Residents hit out over muck from quarry vehicles

·1-min read
Cllr Paul Kimber <i>(Image: Echo photographer)</i>
Cllr Paul Kimber (Image: Echo photographer)

PORTLAND councillor Paul Kimber claims that muck from quarry vehicles has upset residents in recent weeks.

The Dorset Council member says dirt and stone chippings have been spread wide across the area with complaints from residents in Grove Road, Easton and elsewhere.

He told this week’s Cabinet meeting that it seemed incredible that there appeared to be no compulsion to drive vehicles through a wheel wash before leaving the new quarry off Grove Field and said he had been told that the council is powerless to regulate the activities because the planning consents granted in 1951 made no provision to do so.

“That can’t be right in 2023,” said Cllr Kimber.

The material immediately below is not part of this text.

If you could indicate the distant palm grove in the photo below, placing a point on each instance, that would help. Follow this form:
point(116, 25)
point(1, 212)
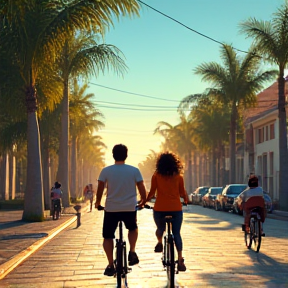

“I want the companies to act more responsibly and clear up the mess they cause…people should come before profit,” he said.

Portfolio holder for planning Cllr David Walsh said that council restrictions on quarry activities were very limited because of the 1951 consent.

He told councillors that a contractor had been sweeping the roads, although with ‘mixed success’, depending on the weather.

Cllr Walsh said that most of the complaints seemed to relate to lorry movements as part of the creation of a deep water berth area at Portland Port which had now come to an end.